In another closely watched case, María Luis, a Guatemalan, a Maya-Kiché woman in Grand Isle, Nebraska (the site of another large workplace raid, although Luis had come to the attention of authorities earlier) had her parental rights terminated as well, following her arrest for lying to the police and subsequent deportation. María had taken her one-year old daughter, Angelica, to the doctor for a respiratory infection. Although she was a Kiché-speaker, the doctors instructed her in Spanish about how to care for the child. When she failed to arrive for a follow-up appointment, social services went to her house with the police. When asked if she was her children’s mother, María, frightened that she would be in trouble because of her immigration status, said she was the babysitter. The police arrested her on a criminal charge for falsely identifying herself, and she was deported. Angelica and Daniel, 7, went to foster care, and state social services began proceedings to terminate her parental rights. Federal immigration officials gave her no opportunity to participate in those proceedings, and she lost the children. In April, 2009, four years after the children were originally sent to foster care, the Nebraska Supreme Court restored her parental rights, saying that federal immigration officials had denied her due process rights in interfering with her ability to participate in the state proceedings, and that state officials had never provided her with an interpreter, never explained the process through which she could seek custody of the children, and never made any effort to reunify the family, largely because social service workers “thought the children would be better off staying in the United States.”

Stories like these are unusual, in that the mothers finally were able to obtain effective counsel and were able to contest the state social services efforts. National organizations sent out press releases; the cases were publicized in national media and on the Internet. More commonly, no one hears about these cases except the people who know the family and the officials involved. The Urban Institute, in two recent reports, has suggested that there may be hundreds of thousands of children affected by federal immigrant deportations, an unknown number of whom may also be caught in state social welfare cases.  An estimated 4.5 million children in the United States in 2005 had at least one undocumented parent.
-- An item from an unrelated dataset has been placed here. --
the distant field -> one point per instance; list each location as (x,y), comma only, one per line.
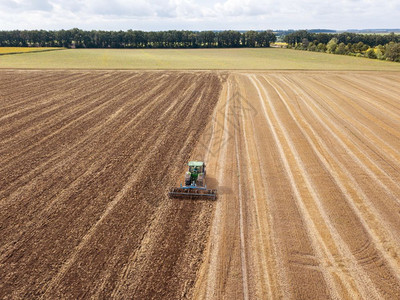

Although there is no organized campaign to separate immigrant parents from Guatemala or elsewhere from their children, it is a consequence of workplace raids, criminalization of undocumented status, the absence of civil rights in immigrant detention (including the right to make a phone call to notify people of your whereabouts, or finding out what’s happened to your children), and stepped-up anti-immigrant attacks.  In October, when Alabama’s harsh anti-immigration law was passed, a mother told the UK Guardian that she was drawing up power-of-attorney papers to allow her niece to assume custody of her U.S. citizen children if she were detained by immigration officials. She described her concerns in exactly these terms: “I’m afraid I could disappear without anyone knowing what’s happened to me,” she said, “who knows what would happen to me in jail.”

Nearly two decades after the end of the civil wars in Guatemala and elsewhere in Latin America, mothers and children are still being disappeared, some of them in the United States.

Laura Briggs is Chair of Women, Gender, Sexuality Studies at the University of Massachusetts, Amherst. She is the author of Somebody’s Children: The Politics of Transracial and Transnational Adoption and Reproducing Empire: Race, Sex, Science and U.S. Imperialism in Puerto Rico. She blogs at somebodyschildren.com.

Comment(s):
Mujeres Talk Moderator  June 2, 2012 at 6:14 AM

Thanks Laura for this essay. Your presentation at NWSA – and that whole panel on the impact of new anti-immigration legislation on children and families was important. Your essay also reminds us of Maya-Kiché undocumented – and the problem with assuming that all undocumented from Latin America speak Spanish.